What the written brief contains
Six to eight questions is the right number. Fewer and the vendor can answer in slogans. More and the reply becomes a brochure. The studio groups the brief into three clusters, each cluster carrying a pair of questions the vendor must answer together or not at all.
The first cluster is the system and its failures. What data does the system need from the operator, in what shape, to reach the performance the marketing describes — not the happy-path answer, the real answer, with the columns, the volume, the labelling, the historical window, and the refresh cadence. And, in the same breath, what happens when a query falls outside the training distribution. Does the system decline, hallucinate, hand off, or log and continue. We want the failure mode named rather than euphemised, and we want it named in writing. Named failure modes are the difference between a system an operator can govern and one an operator has to trust.
The second cluster is the operational boundary.
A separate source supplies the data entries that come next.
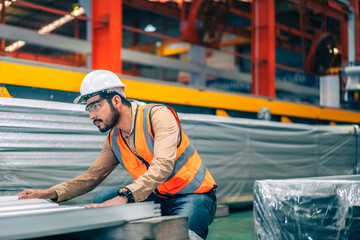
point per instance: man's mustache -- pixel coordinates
(97, 120)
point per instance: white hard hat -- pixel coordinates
(99, 81)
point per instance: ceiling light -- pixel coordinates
(61, 21)
(150, 28)
(46, 29)
(14, 46)
(7, 3)
(76, 11)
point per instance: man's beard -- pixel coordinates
(114, 120)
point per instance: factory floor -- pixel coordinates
(238, 225)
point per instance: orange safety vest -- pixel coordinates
(189, 174)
Where does the operator's data physically live once it enters the system — which region, which processor, which sub-processors, with what retention, and under what deletion guarantees. What does a production incident look like from the operator's side — who is called, what do they see, what service-level is contractually attached to that call, and what is the recorded median time to acknowledge and to resolve over the past two quarters. And at the other end of the relationship, what does a clean exit look like — what does the operator retain, in what format, over what window, if the engagement ends in twenty-four months. A vendor that cannot answer these on a Wednesday will not answer them on a Thursday either.
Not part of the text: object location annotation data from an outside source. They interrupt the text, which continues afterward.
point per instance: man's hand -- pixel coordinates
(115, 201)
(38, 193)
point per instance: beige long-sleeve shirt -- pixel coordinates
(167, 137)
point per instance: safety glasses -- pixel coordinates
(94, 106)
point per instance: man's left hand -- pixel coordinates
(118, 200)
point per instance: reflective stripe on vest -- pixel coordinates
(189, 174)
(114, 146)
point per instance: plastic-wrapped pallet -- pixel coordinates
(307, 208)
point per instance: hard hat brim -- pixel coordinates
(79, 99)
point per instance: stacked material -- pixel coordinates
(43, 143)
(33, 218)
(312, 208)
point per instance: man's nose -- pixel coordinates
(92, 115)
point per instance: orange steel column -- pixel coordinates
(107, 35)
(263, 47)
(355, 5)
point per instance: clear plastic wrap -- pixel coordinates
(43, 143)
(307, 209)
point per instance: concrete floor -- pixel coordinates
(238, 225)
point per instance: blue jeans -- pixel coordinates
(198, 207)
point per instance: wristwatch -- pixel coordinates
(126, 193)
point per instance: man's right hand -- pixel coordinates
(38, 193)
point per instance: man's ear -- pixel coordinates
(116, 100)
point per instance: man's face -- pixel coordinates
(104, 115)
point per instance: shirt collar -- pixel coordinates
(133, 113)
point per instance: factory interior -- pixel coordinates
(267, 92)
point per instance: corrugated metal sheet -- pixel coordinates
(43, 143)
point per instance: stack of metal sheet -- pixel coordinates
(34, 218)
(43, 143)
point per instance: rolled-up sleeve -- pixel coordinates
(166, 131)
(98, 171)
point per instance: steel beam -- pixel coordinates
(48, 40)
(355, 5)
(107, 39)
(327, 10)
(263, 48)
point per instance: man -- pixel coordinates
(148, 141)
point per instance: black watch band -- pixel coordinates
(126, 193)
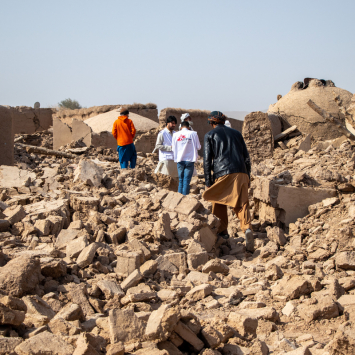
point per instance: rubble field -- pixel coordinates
(99, 260)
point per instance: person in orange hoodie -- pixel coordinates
(124, 131)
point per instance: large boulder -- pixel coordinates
(44, 343)
(20, 276)
(293, 109)
(258, 136)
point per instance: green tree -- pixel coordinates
(69, 103)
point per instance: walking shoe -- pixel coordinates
(249, 240)
(224, 235)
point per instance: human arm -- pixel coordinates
(198, 144)
(159, 144)
(133, 129)
(207, 160)
(114, 130)
(246, 157)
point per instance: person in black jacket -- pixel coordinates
(226, 155)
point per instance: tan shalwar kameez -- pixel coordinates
(230, 190)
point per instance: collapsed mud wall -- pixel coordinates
(258, 136)
(292, 109)
(64, 134)
(28, 120)
(6, 136)
(66, 116)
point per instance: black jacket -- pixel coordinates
(225, 153)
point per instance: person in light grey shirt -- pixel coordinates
(166, 164)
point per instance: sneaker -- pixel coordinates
(249, 240)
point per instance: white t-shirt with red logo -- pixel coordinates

The third cluster is trust, and it is the one vendors most often fumble. If the underlying model is swapped, deprecated, or re-trained, how is the customer notified, what regression testing is run, and what is the customer's right to hold the prior version. And — the closing question, the one the vendor is least ready for — what is the vendor not good at, in their own words. The reply the studio has learned to trust most is the one that begins, candidly — we would not be the right vendor for. A vendor that cannot name a single situation where they would decline has, by implication, declined to think about the question.
Why the demo comes second, or not at all
A live demo is a carefully edited film. The dataset is the vendor's, or the vendor's synthesised approximation of a customer's, and the prompts are the ones the vendor's team has iterated against for weeks. None of this is dishonest. It is simply the wrong evidence.
The right evidence is what the vendor writes when no one is performing. The reply to the brief is a document — with a date, an author, and a signature — that the internal team can attach to the decision record. Six months from now, when a mid-level engineer reads back through why the vendor was chosen, the reply will still be there. The demo will not.
A demo answers the question the vendor wants asked. A brief answers the question the buyer needs asked.
We have found, in practice, that the meeting after the brief is shorter, more technical, and more useful than the demo that precedes the brief. Two senior readers — one on each side — work through the reply. The vendor's own engineers, often, are in the room for the first time. The commercial team is quieter. The trade-offs the vendor has already named in writing can now be pressed on. The trade-offs they have not named can now be raised.
Sometimes the brief is enough on its own. The studio has seen operators decline to take the demo at all after reading two vendors' replies side by side. Not because the demo would have been uninformative, but because the reply had already answered the question. An hour of senior time saved, on both sides, and a better artefact to file.
What the vendor's reply tells you
Three readings matter, in order.
The first is the content. Does the reply describe a system the operator's team can actually integrate with, on the operator's data, within the operator's regulatory shape. Content is important and usually the easiest layer to assess. Most operators can read for content without help.
The second is the texture. Written replies have a tell. A vendor whose engineering team has read the brief replies in a different voice than a vendor whose sales team has dictated the reply to the engineering team. The former is specific, willing to say what the system cannot do, and comfortable with qualification. The latter is smooth, generous with superlatives, and reluctant to name a failure mode. The operator learns, from the texture of the reply, which team is going to pick up the phone at three in the morning.
The third is the omission. What the reply does not address is often the load-bearing answer. A vendor whose reply pivots away from the exit question, the sub-processor question, or the model-change question is telling the operator — in the politest possible language — that the answer the vendor does have is one the vendor would prefer not to put on letterhead. That is itself a decision-grade signal.
The studio's stance is narrow, and we will state it here without softening. We do not evaluate AI vendors in demos. We evaluate them on paper, and the studio writes the questions. If a vendor declines to reply in writing within a reasonable window, that is the evaluation. The engagement on the operator's side is then to decline the vendor, politely, and move on. The demo was never the evidence. It was the theatre around the evidence. An operator who has already done the work of knowing what they need does not need the theatre to make the decision.